Tenzin Norbu is an Under-Secretary of the Tibetan Parliament-in-Exile in Dharamsala, India. The Tibetan Parliamentary Secretariat “undertakes the responsibility of the preparation of parliamentary procedures and practices and makes arrangements for recording the formal proceedings of the House,” according to the website of the Central Tibet Administration, the Tibetan government-in-exile. Norbu acts as the
Secretariat’s spokesperson, and works closely with the members of the
Parliament from throughout India, Bhutan, Nepal, Europe and the
Americas. He works on social, legal and political issues affecting the
Tibetan community-in-exile and on efforts by the Dalai Lama to find a
peaceful resolution of Tibet's issues. He is also knowledgeable about
the changing face of the Tibetan freedom movement.
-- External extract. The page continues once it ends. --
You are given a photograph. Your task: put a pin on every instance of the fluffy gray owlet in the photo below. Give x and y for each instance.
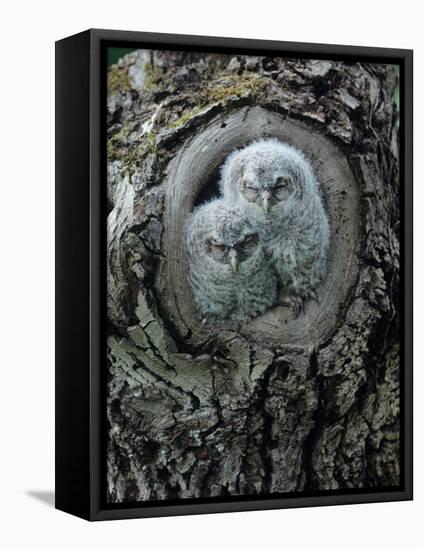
(229, 273)
(276, 186)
In 2002, Norbu studied American legislative practices in the California
and Connecticut state legislatures, at Tulane University, and in the
U.S. Congress. According to a New York Times article about him at the
time, he and a colleague “were sent to the United States by Samdhong
Rinpoche, a scholar at the Central Institute for Higher Tibetan Studies
in Varanasi, India, who was elected the Tibetans' first exile prime
minister last year.”

Most of us didn’t know about his background as he walked up to join our
circle. This week’s Community Meeting was held outside, in the shade of
the orchard, and he was delighted to be able to join us sitting on the
grass, turning down a chair we offered him and explaining that sitting
cross-legged made him feel like he was back in India. He spoke for about
forty minutes, starting with an overview of the situation in Tibet and
of the Tibetan community in exile. He then spoke about some basic points
of Tibetan spiritual and ethical practice, sharing common stories from
Tibetan culture and introducing the Eight Verses for Training the Mind.
He took questions from community members about what nonviolence means to
the exile community, and about Tibetan beliefs about reincarnation and
future lives.

Tenzin Norbu also spoke at Franklin Pierce University earlier in the
day. Some Meeting School students and faculty attended his speech there,
which was part of the “Tuesday Briefings” series of the Marlin Fitzwater
Center for Communication
.

His visit to the area was arranged by Jackie Stillwell and board member
Nancy Lloyd (also a Franklin Pierce teacher and member of Monadnock
Friends Meeting
), working with Betsy Bragg, a Quaker from Wellesley
Friends Meeting
who has been helping Norbu make contacts in the Boston
area. He was in the Monadnock region in conjunction with a visit by the
Dalai Lama to Smith College.

Thursday, May 03, 2007

Senior Minutes are a work in progress

Last week we began brainstorming ideas for departing senior minutes. Each spring after vacation we begin this tradition of sharing memories of each senior and their journey at The Meeting School. For those who don’t know a “departing minute” is each seniors diploma. The community brainstorms each senior to come up with a list of things that might be written in this departing minute. A smaller committee of two or three people then write a draft to bring back to the community for consideration, and edits. In final form, each minute is around 200 words long, lettered in calligraphy on a large piece of poster board, and has artwork done by a chosen community member. The minutes aren’t heard or seen by the seniors until graduation day when its read to them in front of family and friends. With 7 seniors to brainstorm and write minutes for this year we have plenty of time to do a wonderful job on each one. What makes these minutes so special is that every graduate from the last 50 years has their own unique diploma. Not only does it remember that senior, but it lets that senior remember the people that cared for them.